India has a severe lack of surgical resources. Among first level referral hospitals across the country, 39% of primary health centres did not have an operating room, 19% of district hospitals did not have a surgeon, 83% did not have an anaesthetist and 91% did not have a blood storage facility, according to a paper on the state of healthcare in South Asia released by The BMJ on Wednesday. None of the medical facilities analysed in the paper met the criteria of well-resourced hospitals. Urban areas do better in access to surgical facilities than rural areas but only marginally.
The unmet need for surgery across south Asia has has harmful consequences. A study from Pakistan estimated that there were 187 deaths per 1,00,000 persons per year from acute surgical illnesses. This is more than the deaths from infectious diseases, including tuberculosis, HIV/AIDS, diarrhoeal disease, and childhood infections.
A study from 2015 showed that in India people living in remote areas of India were often late in accessing care for routine emergencies and after road traffic accidents, which led to a large number of preventable deaths.
Dr Sanjay Nagral, a gastroenterological surgeon at Jaslok Hospital in Mumbai and one of the authors of the paper spoke to Scroll.in about the inequitable and inaccessible surgical care in India despite increased specialisation and technological advances. Here are excerpts from that conversation.
What is the extent of access to surgery and how good are surgical outcomes in south east Asia?
We don’t even know the number of operations performed. Access is difficult to define. What we know are that diseases that should to treated through surgery effectively, do not get treated.
A good example is the Million Death Study quoted in our paper for abdominal or intestinal perforations. They estimated 50,000 people died in india in 2010 who could not access hospitals. They are often often spontaneous perforations, not just trauma cases. These people should never die. So, we have indirect evidence that access is a big problem.
It is a strange combination that we are seeing. On the one hand you have an access problem both in rural areas but even in urban areas, where emergencies are delayed. We hear stories from Mumbai where accident victims are going in ambulances from one hospital to another and are denied beds. On the other hand we have lot of advanced surgeries.
The rich have sorted it out for themselves. There is huge technology available for people who are willing to pay. If you reach a posh big hospital and want a liver transplant, you may get it.
You mentioned trauma as being one of the biggest issues when it comes to lack of access to surgeries.
If you have an accident four hours from Bombay, you will be really lucky to get immediate surgical treatment. It depends on who takes you where. If you are conscious, you can say take me to a certain hospital. We regularly treat patients who three hours prior had accidents outside Mumbai and have not even got a basic fluid intravenous line. There is huge deficit of care in emergency surgeries and most glaring is in accident and trauma.
First of all, we have an epidemic of trauma and are unable to deliver care but even in the seventh hour. Second, you have no formal referral systems. There is complete failure in trauma care.
Is it not better to improve our health systems to address problems of access to surgery?Poor healthcare is the reality. Given that, there is a little emphasis on curative surgical care. Traditionally the government has looked at maternal and child health and family planning as its main function. They have left tertiary care open to the market.
But what happens to someone who needs blood? These guys are left to the wolves. The health care failure is obvious but, even in that, surgery is looked at as esoteric.
Your paper says that mass medical camps, which are a South Asian phenomenon, are not an answer to address unmet demands for surgery.
I think that, in principle, it is a bad idea. It started in India with cataract surgery camps. Cataract surgery is a simple surgery. Then it began to be seen as a strategy and was used for tubectomy.

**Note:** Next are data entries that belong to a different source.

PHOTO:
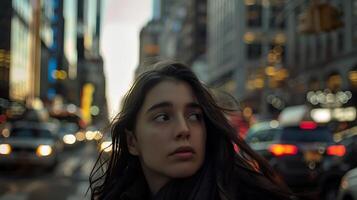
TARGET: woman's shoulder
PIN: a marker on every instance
(246, 183)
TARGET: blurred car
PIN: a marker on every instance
(29, 144)
(105, 145)
(348, 187)
(348, 138)
(305, 156)
(70, 134)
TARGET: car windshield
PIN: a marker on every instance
(30, 133)
(296, 134)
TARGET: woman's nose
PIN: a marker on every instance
(182, 128)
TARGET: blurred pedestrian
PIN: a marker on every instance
(172, 141)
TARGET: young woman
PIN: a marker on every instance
(172, 141)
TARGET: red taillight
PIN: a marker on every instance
(283, 149)
(336, 150)
(309, 125)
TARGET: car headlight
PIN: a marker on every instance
(106, 146)
(69, 139)
(44, 150)
(5, 149)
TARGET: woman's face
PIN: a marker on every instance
(170, 133)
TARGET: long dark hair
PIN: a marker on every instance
(121, 169)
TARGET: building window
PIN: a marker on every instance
(278, 51)
(318, 48)
(254, 15)
(354, 36)
(276, 18)
(329, 47)
(340, 41)
(254, 50)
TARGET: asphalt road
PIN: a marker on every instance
(69, 180)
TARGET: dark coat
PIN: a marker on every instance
(242, 186)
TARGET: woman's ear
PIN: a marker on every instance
(132, 143)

These camps, which we have said is a South Asian concept, are a performative sight. It is a political initiative where someone gains brownie points. Excessive emphasis on camps is a problem and the authorities are not going to the root of the problem. This is exactly how all public health issues are addressed – looking at a temporary solutions that are symbolic.
Often people say that voluntary groups can fill unmet needs. Hospital such as Aga Khan University in Pakistan and Christian Medical College in Vellore are doing a good job. But that cannot be a model for a country. These are all flashes in a pan. Social voluntary organisations cannot be replacement for solid state structure.
Do you feel that surgeons are needed at the district level?
Surgeons being surgeons – in this I include myself – are highly specialised and highly skilled. We are not going to serve at sub-district level. Training doctors from ayurveda or homeopathy in basic surgery is a good strategy. They are more likely to go to under-served areas as opposed to super specialist surgeons.
The first five steps of trauma care in many parts of the world are done by paramedics. In North Kerala, a network called Angel has trained people from the community as paramedics. It is a one-year course. They are the ones who manage ambulances and it is turning out very well. We have to empower others. I spoke to a 108 ambulance doctor who is a non-MBBS doctor who says he is not trained to do anything but accompany the patient. So empower them, train them.
We have to train people in basic surgery like putting in a breathing tube or suture wounds to stop bleeding. These surgeries can be life saving. It is actually an extension of first aid. Other countries have done it, so why can’t we?